Time commitment: 2-3 hours total
Learning Objectives
By end of Phase 4, you should be able to:
- Understand what "hallucination" means and why it's not a bug
- Explain why you can't "make models fully explainable"
- Translate technical AI concepts to non-technical colleagues
- Feel confident in conversations about AI limitations
This is the capstone phase. Everything comes together here. Your ability to communicate about AI limits is now your most valuable skill.
Resource 9: How Transformers Work (Visual)
Title: The Illustrated Transformer
Link: https://jalammar.github.io/illustrated-transformer/
Time: 45-60 minutes
Note: This gets abstract. OK to find a peer to discuss with. Visual understanding is enough; you don't need to internalize every detail.
Resource 10: Why LLMs Hallucinate
Title: Extrinsic Hallucinations in LLMs
Link: https://lilianweng.github.io/posts/2024-07-07-hallucination/
Time: 40-50 minutes
Core insight: Hallucinations are not bugs. They're the default. The model is trained to generate plausible text, not to fact-check.
Career changer insight: This is where you become the adult in the room. When someone says "let's fix hallucinations with better training," you explain why that's not how it works.
Resource 11: Interpretability Tools
Title: Explainability and Interpretability in Modern LLMs
Link: https://www.rohan-paul.com/p/explainability-and-interpretability
Time: 30 minutes
Key concept: We can't fully explain AI decisions. But we have tools (attention visualization, saliency maps) that show us parts of the reasoning.
Phase 4 Glossary Callout
| Term |
What it means |
| Hallucination | Model confidently says false things |
| Confidence | Model's certainty about an answer (measured 0-1) |
| Attention | Which parts of the input the model focused on |
| Interpretability | Understanding how the model works (very hard) |
| Explainability | Tools to understand a specific decision (hard, but possible) |
Phase 4 Try This: The Most Important Exercise
Communication Challenge:
Your CEO reads in the news that an LLM hallucinated. Your CEO asks: "Are our models safe? Can we prevent this?"

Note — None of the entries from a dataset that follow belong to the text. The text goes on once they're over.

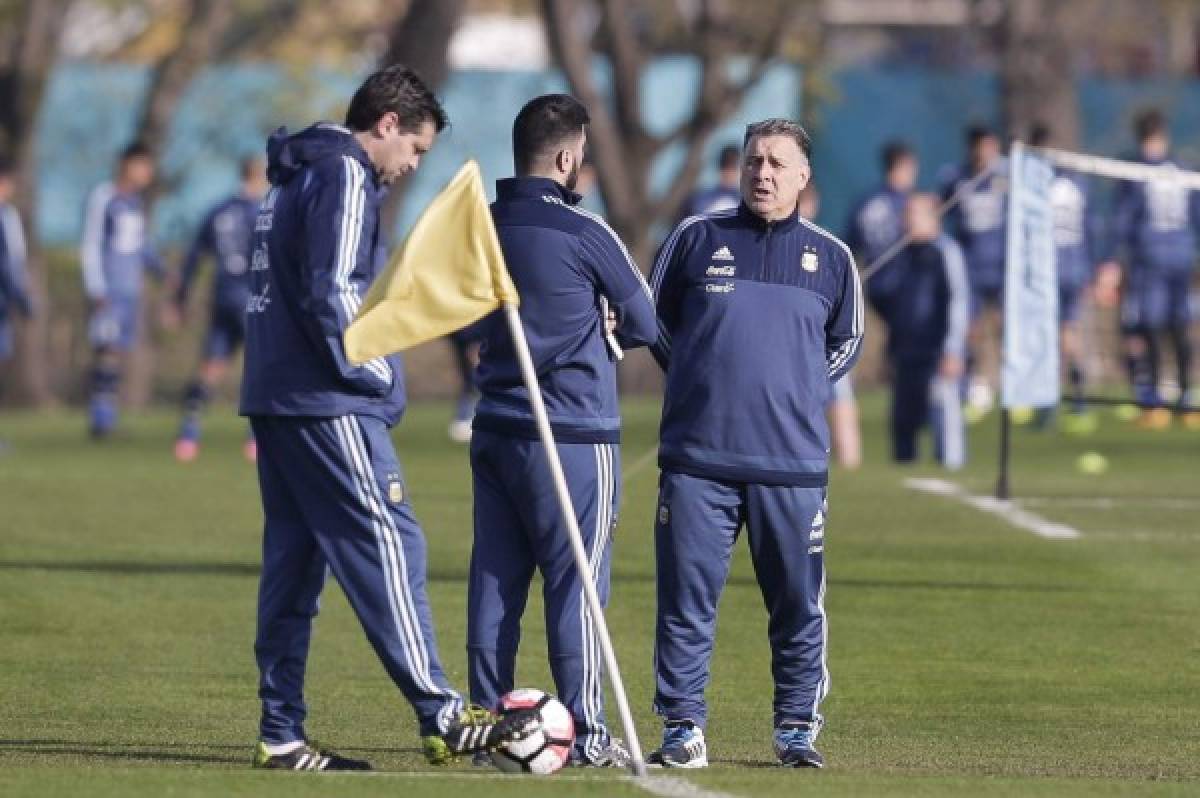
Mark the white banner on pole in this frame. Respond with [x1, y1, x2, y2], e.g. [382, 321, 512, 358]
[1001, 142, 1060, 408]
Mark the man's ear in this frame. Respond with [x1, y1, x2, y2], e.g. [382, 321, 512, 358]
[554, 149, 575, 174]
[374, 110, 400, 138]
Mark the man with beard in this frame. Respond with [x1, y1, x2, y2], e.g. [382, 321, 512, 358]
[467, 95, 656, 767]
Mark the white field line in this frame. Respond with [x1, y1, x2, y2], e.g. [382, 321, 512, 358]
[630, 775, 734, 798]
[904, 478, 1082, 540]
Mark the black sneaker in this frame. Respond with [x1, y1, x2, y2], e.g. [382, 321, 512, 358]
[421, 707, 541, 764]
[252, 740, 371, 772]
[566, 737, 634, 768]
[775, 720, 824, 768]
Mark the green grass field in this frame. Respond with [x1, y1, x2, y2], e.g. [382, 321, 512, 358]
[0, 397, 1200, 798]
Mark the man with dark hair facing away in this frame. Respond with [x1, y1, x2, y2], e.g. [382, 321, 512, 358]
[467, 95, 658, 767]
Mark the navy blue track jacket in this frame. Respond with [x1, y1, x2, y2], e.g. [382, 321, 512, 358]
[845, 184, 908, 265]
[474, 178, 656, 443]
[79, 182, 163, 300]
[240, 124, 404, 424]
[0, 203, 34, 325]
[1050, 169, 1099, 289]
[866, 234, 971, 364]
[175, 194, 262, 311]
[941, 158, 1008, 289]
[1112, 158, 1200, 272]
[650, 204, 863, 487]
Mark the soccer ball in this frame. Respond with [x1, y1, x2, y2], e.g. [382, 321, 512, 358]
[492, 688, 575, 776]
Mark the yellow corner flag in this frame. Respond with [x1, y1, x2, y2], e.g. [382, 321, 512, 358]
[344, 161, 517, 364]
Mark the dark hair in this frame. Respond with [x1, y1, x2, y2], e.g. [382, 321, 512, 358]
[967, 122, 997, 150]
[346, 64, 450, 133]
[512, 95, 592, 174]
[238, 155, 266, 180]
[742, 118, 812, 161]
[716, 144, 742, 172]
[880, 138, 916, 174]
[1133, 108, 1166, 144]
[121, 142, 150, 163]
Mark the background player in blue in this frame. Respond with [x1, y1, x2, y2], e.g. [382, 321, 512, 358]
[467, 95, 658, 767]
[448, 320, 486, 443]
[866, 193, 971, 469]
[845, 140, 919, 265]
[0, 161, 34, 451]
[940, 125, 1008, 418]
[79, 143, 162, 439]
[1110, 110, 1200, 428]
[680, 144, 742, 218]
[649, 119, 863, 767]
[797, 180, 863, 470]
[1030, 124, 1097, 422]
[168, 157, 266, 462]
[241, 65, 530, 770]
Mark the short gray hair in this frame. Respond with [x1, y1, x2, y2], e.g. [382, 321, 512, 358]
[742, 116, 812, 161]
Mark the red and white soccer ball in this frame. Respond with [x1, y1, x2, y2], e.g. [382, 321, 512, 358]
[492, 688, 575, 775]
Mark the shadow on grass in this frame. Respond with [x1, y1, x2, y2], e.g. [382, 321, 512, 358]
[0, 739, 252, 764]
[0, 560, 262, 576]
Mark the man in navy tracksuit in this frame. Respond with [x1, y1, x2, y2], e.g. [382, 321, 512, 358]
[1030, 125, 1098, 415]
[866, 194, 971, 468]
[650, 119, 863, 767]
[241, 65, 529, 770]
[940, 125, 1008, 418]
[845, 142, 917, 264]
[79, 143, 163, 439]
[467, 95, 658, 766]
[1112, 110, 1200, 428]
[170, 158, 266, 462]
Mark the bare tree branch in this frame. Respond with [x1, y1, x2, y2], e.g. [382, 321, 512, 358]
[134, 0, 234, 204]
[542, 0, 637, 226]
[0, 0, 68, 407]
[380, 0, 467, 233]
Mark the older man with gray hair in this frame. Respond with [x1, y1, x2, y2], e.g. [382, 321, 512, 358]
[649, 119, 863, 768]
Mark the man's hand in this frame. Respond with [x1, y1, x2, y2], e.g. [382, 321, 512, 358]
[1092, 260, 1121, 307]
[937, 353, 962, 379]
[158, 301, 184, 332]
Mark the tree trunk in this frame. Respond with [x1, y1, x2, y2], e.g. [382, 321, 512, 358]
[542, 0, 796, 269]
[121, 0, 234, 407]
[379, 0, 467, 236]
[1001, 0, 1079, 148]
[0, 0, 67, 407]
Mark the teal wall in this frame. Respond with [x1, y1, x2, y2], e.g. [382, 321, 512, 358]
[28, 58, 1200, 250]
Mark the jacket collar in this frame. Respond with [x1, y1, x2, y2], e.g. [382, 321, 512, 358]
[738, 202, 800, 233]
[496, 178, 583, 205]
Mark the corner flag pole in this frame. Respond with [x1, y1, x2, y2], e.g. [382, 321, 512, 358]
[504, 302, 646, 776]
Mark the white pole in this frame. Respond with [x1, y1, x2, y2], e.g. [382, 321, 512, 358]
[504, 302, 646, 776]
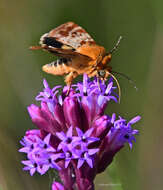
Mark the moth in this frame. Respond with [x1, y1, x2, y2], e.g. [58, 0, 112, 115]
[31, 22, 121, 94]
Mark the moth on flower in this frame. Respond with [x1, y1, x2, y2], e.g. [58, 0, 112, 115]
[31, 22, 122, 94]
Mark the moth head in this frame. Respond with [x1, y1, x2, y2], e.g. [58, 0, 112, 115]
[98, 68, 110, 80]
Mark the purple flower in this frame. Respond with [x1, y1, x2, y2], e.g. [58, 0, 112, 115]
[52, 181, 65, 190]
[73, 127, 100, 147]
[19, 74, 140, 190]
[19, 134, 60, 175]
[56, 126, 73, 150]
[74, 146, 99, 168]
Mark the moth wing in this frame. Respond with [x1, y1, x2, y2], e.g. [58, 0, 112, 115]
[48, 22, 96, 49]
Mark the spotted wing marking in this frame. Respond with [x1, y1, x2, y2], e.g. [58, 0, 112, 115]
[47, 22, 95, 49]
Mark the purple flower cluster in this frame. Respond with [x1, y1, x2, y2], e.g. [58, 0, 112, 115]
[19, 75, 140, 190]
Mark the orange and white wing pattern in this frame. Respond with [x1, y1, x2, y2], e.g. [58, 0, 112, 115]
[44, 22, 95, 49]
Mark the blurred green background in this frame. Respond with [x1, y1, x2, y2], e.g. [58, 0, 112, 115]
[0, 0, 163, 190]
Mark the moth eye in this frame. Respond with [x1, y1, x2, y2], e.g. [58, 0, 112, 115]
[98, 70, 106, 77]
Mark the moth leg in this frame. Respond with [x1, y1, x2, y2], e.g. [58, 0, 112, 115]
[65, 71, 78, 95]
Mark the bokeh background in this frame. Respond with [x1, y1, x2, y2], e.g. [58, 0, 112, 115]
[0, 0, 163, 190]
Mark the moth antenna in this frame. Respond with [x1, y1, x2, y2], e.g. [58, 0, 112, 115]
[109, 36, 122, 54]
[109, 73, 121, 103]
[112, 71, 138, 91]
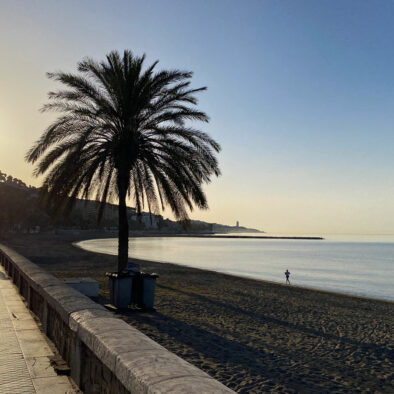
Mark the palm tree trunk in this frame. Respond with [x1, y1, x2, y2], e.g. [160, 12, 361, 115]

Write a 2-minute response (3-4 paragraphs) that:
- Explains what hallucination is (without jargon)
- Explains why it happens (without math)
- Explains what you do about it (mitigation, monitoring, guardrails)
This is the skill that makes you valuable. If you can do this, you've internalized Phase 4.
Phase 4 Capstone: Explaining AI to Others
You've learned how transformers work, why they fail, and how to detect failures. Now the most important skill: communicating this to people without technical backgrounds.
How to Explain Hallucinations
Simple version: "LLMs make up facts sometimes. They predict what words come next; they don't verify facts. So they confidently generate false information."
Why it happens: "The model was trained on internet text (which has false information). It learned patterns. It can't distinguish between patterns it learned from real facts vs. patterns from false claims."
What we do about it: "We monitor for confidence mismatches. We use fact-checking tools. We tell customers: assume the model is wrong until verified."
How to Explain "Black Box"
Simple version: "We don't fully understand why the model makes each decision. But we can observe what it paid attention to."
Analogy: "Like asking someone why they like a painting. They can point to colors they enjoyed, but explaining aesthetic judgment completely is impossible. We can observe, but not fully explain."